Excellent site! I find the quality of the posts very high. I used to be a regular on PeakOil.com but there is now too much clutter and most of the posters are close-minded doomers.
(Reposting this now that I have found the weekend open thread.)

On the weekend, C-SPAN2 becomes Book TV.  At midnight EDT (Sunday/Monday Aug. 21/22), Kenneth Deffeyes will be on Book TV giving a talk titled "Beyond Oil: The view from Hubbert's Peak."

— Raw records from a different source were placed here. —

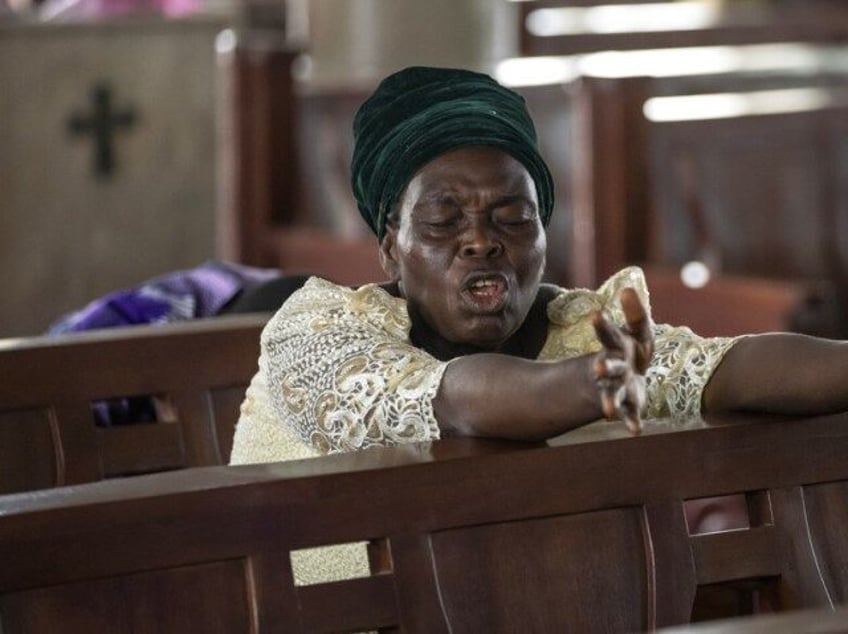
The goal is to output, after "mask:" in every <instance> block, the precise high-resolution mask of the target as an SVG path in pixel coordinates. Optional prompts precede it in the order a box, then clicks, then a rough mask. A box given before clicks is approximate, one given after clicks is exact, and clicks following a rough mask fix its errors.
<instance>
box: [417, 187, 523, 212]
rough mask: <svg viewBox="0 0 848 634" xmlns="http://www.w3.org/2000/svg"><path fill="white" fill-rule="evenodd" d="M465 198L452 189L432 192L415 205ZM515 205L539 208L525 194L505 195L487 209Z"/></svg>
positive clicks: (488, 206)
mask: <svg viewBox="0 0 848 634" xmlns="http://www.w3.org/2000/svg"><path fill="white" fill-rule="evenodd" d="M462 198H463V196H462V195H461V194H460V193H459V192H457V191H454V190H451V189H441V190H438V191H434V192H431V193H429V194H427V195H425V196H423V197H422V198H421V199H420V200H419V201H418V203H417V204H416V205H415V206H416V207H419V206H426V205H431V204H440V203H444V202H448V201H451V202H453V201H459V200H461V199H462ZM513 203H524V204H526V205H528V206H529V207H532V208H533V209H536V208H537V205H536V203H534V202H533V200H532V199H531V198H529V197H527V196H526V195H524V194H520V193H514V194H504V195H503V196H500V197H498V198H496V199H495V200H493V201H491V202H490V203H489V204H488V205H486V209H497V208H499V207H506V206H508V205H511V204H513Z"/></svg>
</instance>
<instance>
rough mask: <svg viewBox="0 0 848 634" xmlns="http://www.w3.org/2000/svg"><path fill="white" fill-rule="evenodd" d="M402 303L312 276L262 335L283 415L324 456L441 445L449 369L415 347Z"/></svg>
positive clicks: (443, 362)
mask: <svg viewBox="0 0 848 634" xmlns="http://www.w3.org/2000/svg"><path fill="white" fill-rule="evenodd" d="M409 328H410V322H409V318H408V315H407V312H406V304H405V302H404V301H402V300H399V299H396V298H393V297H391V296H390V295H389V294H388V293H386V292H385V291H383V290H382V289H380V288H379V287H377V286H375V285H368V286H364V287H362V288H360V289H358V290H351V289H348V288H345V287H341V286H337V285H335V284H332V283H330V282H327V281H325V280H321V279H319V278H312V279H310V280H309V281H308V282H307V283H306V285H305V286H304V287H303V288H302V289H301V290H300V291H298V292H297V293H295V294H293V295H292V296H291V297H290V298H289V301H287V302H286V304H285V305H284V306H283V308H281V309H280V311H278V313H277V314H276V315H275V316H274V317H273V318H272V319H271V321H270V322H269V323H268V325H267V326H266V328H265V330H264V331H263V334H262V349H263V354H264V355H265V358H266V361H267V372H268V381H267V384H268V391H269V397H270V400H271V404H272V406H273V409H274V410H275V411H276V413H277V415H278V419H279V420H281V421H285V422H286V423H287V424H288V425H290V426H291V427H292V428H293V429H294V430H295V431H296V432H297V433H298V434H299V436H300V437H301V439H302V440H303V441H304V442H305V443H307V444H309V445H311V446H313V447H314V448H315V449H317V450H318V452H319V453H322V454H327V453H336V452H342V451H353V450H357V449H365V448H367V447H371V446H374V445H393V444H398V443H403V442H415V441H422V440H435V439H438V438H439V428H438V425H437V424H436V417H435V415H434V413H433V408H432V400H433V397H434V396H435V394H436V390H437V389H438V387H439V382H440V381H441V378H442V374H443V373H444V370H445V367H446V365H447V364H446V363H444V362H441V361H438V360H437V359H435V358H434V357H432V356H430V355H429V354H427V353H426V352H424V351H422V350H419V349H417V348H415V347H414V346H412V344H411V342H410V341H409Z"/></svg>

The Book TV schedule can be found here:


Congrats on new site! Looks good and better than old one, made me create an account. Only negative thing I find is animated gif advertisement. If you are using firefox, just press esc and they stop animating.
Been a reader here for the last few months, and enjoyed the old site.  This one will take some getting used to but then what new thing doesn't.  Comment to the reader who talked about all the sour crude in Venezuela.  Just remember it takes a lot more energy input per barrel to refine, verses usable products out. that reduces the reserve quite a bit.   To add to the Venezuela thing.  I saw a quick flash on gas prices on the T.V. the other night that stated that in Venezuela the price is $0.12 a gal. I don't know if that is accually true but if it is looks like Chavez is following the american model to the tee.
Keep up the good work folks, and don't worry about the comments.  Everyone has an opinion, and whether or not we agree is one of the benefits of living in this country.
suggestion: It could be quite useful to have the possibility to include images in the comments using html tag (ex: [img]..[/img]).
Sorry, I've missed the point of this thread!

I started to read The Oil Drum, about 1 month ago, so I can't make any valuable comparision. Anyway, let me say that TOD has become my prefered source of information about PO.

I just want to say thank you for all your efforts.


Much nicer comments this way. Really nice.
Just in case this hasn't been posted:


"Peak Oil Aware" shirts, coffee mugs, other trinkets.  Of course they are cheap because we have cheap labor and cheap oil to deliver them across the ocean...


Also, for new junkies like me, using Google Alerts is a great way to know when something new has been posted on a particular topic.

Can someone comment on how Iraq factors into peak oil since they have large reserves but are basically shut in?